Closed cjolivier01 closed 4 years ago
I have tested multi-gpu (single host) with pytorch/xla in Google Cloud with 4 V100 and it is working. But it should work even in multi-host multi-gpu mode.
We are about to make pytorch/xla GPU more widely available by creating wheels and Dockers with GPU support enabled. There are 5..6 C++ tests failing, due to some 3D convolutions not being supported, and a corner case issue with scatter. But pytorch tests are passing, and that's big coverage.
Hmm with a little fidgeting, I got it to do mesh service locally, but then:
tensorflow/compiler/xla/xla_client/tf_logging.cc:11] Check failed: session->session()->Run( session_work->feed_inputs, session_work->outputs_handles, &outputs) == ::tensorflow::Status::OK() (Invalid argument: The ClusterSpec names the job and task index to be the same names that were provided when the server booted. This is currently not allowed. Job: wse_worker_1, task index: 0 vs. OK
I have dumped some random notes into a document (attached the PDF) when I did this. As I said, we will be building official wheels and Dockers soon. But if your setup has been built correctly, you should be able to just:
GPU_NUM_DEVICES=4 python test/test_train_mp_mnist.py
Thanks so much for this! This is fantastic!
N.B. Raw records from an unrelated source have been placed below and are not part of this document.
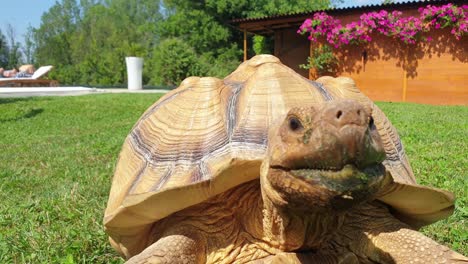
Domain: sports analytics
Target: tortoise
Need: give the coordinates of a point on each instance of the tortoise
(266, 166)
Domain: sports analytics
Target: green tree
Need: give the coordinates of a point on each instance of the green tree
(88, 42)
(29, 46)
(53, 39)
(14, 52)
(204, 25)
(174, 60)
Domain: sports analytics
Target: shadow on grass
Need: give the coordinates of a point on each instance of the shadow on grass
(30, 114)
(13, 100)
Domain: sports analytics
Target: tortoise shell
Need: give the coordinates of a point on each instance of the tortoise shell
(210, 135)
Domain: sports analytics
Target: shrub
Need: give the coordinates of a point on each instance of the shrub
(173, 61)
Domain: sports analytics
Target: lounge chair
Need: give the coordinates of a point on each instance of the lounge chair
(34, 80)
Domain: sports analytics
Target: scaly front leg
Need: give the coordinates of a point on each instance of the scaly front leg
(186, 249)
(384, 239)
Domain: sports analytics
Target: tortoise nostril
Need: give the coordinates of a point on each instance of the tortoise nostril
(339, 114)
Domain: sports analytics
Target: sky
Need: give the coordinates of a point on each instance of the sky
(24, 13)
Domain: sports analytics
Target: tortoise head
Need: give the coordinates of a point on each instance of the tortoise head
(326, 156)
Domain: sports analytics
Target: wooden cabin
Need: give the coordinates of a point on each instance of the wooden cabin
(385, 69)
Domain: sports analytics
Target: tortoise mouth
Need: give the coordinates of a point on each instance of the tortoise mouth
(343, 187)
(348, 178)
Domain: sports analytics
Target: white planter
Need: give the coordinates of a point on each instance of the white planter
(134, 72)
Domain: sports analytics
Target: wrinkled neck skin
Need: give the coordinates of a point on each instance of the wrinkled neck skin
(290, 228)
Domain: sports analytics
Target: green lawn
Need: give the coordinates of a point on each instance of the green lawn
(57, 156)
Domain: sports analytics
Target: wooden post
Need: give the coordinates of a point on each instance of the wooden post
(245, 44)
(405, 85)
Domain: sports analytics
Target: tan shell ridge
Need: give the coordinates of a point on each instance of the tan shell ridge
(209, 135)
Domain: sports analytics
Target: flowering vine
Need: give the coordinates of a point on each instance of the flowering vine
(392, 24)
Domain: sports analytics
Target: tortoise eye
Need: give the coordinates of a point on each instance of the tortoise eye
(294, 123)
This is mostly XLA design beauty. Single high level language, multiple devices.
we will be building official wheels and Dockers soon.
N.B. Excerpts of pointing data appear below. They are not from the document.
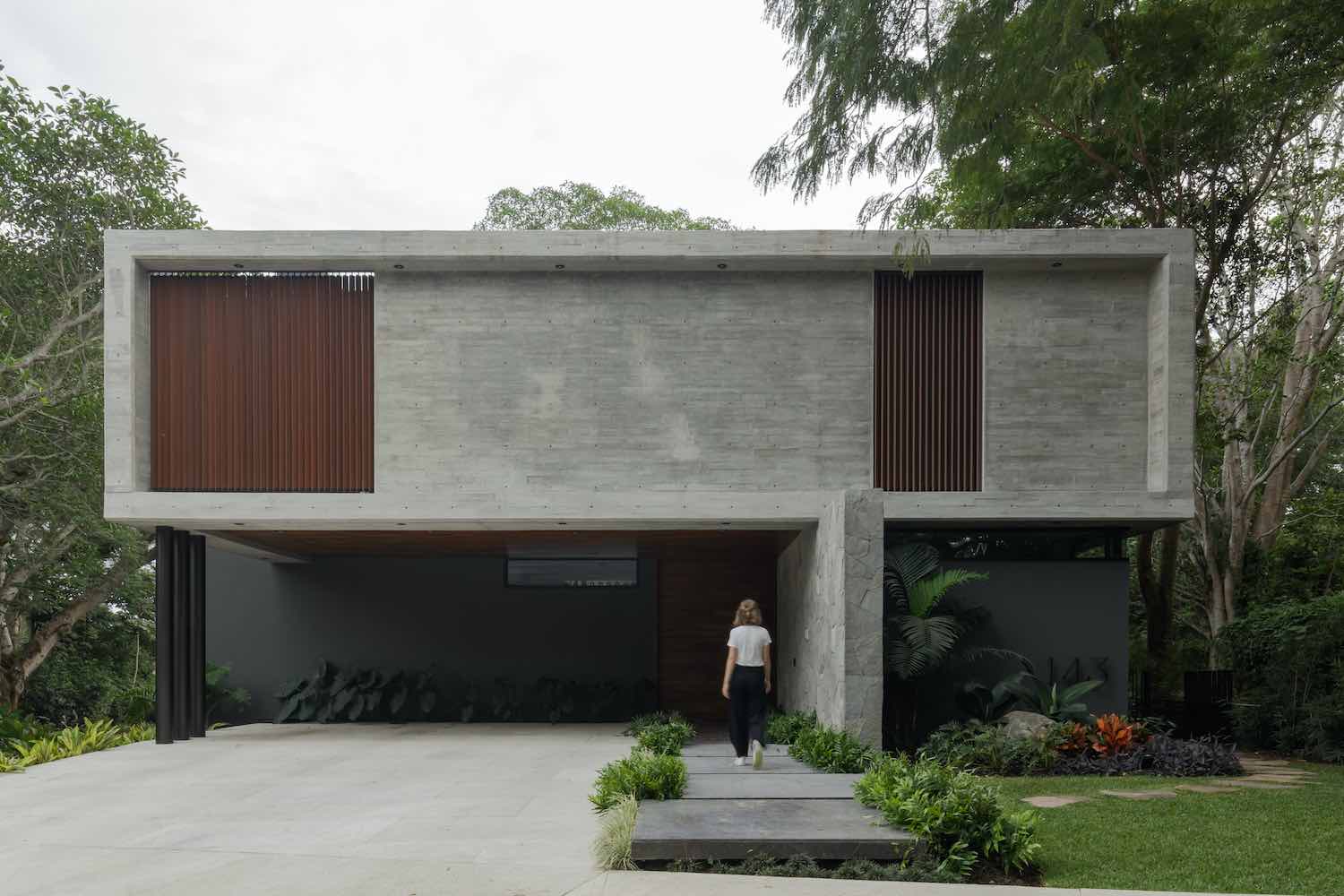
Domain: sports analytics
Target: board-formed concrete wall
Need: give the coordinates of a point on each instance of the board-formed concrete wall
(623, 381)
(1067, 618)
(271, 622)
(1066, 381)
(830, 606)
@dlibenzi it will be a single wheel for TPU and GPU ? And to run on TPU or GPU we just need to change "G" by "T" and vice verse ?
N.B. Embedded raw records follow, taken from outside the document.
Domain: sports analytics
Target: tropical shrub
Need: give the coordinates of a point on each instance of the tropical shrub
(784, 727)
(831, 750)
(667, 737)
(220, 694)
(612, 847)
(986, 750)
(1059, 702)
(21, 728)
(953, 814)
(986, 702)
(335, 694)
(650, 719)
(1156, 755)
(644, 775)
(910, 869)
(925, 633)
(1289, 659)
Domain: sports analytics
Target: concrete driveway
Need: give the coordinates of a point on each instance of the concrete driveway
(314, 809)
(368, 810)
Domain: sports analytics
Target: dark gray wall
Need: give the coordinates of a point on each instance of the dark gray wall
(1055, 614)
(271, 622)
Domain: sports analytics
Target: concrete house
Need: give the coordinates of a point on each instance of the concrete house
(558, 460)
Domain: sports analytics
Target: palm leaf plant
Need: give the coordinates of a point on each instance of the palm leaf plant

GPU_NUM_DEVICES=8 python test/test_train_mp_mnist.py
# or
TPU_NUM_DEVICES=8 python test/test_train_mp_mnist.py
Yes, the idea is to have a single wheel and single Docker image, which supports both.
❓ Questions and Help
I was perusing the diffs between my 1.5 branch and master and seems along with nccl support, GPU is becoming more of a first-class citizen in the code base? Does it now or will do multi-node (not just multi-process) master/slave training with or without mesh service? Maybe it alwasy did and I didn't know how to do it (admittedly, I spend most of my time working on a particularly simple "happy path")?
by the way, the code is beautiful.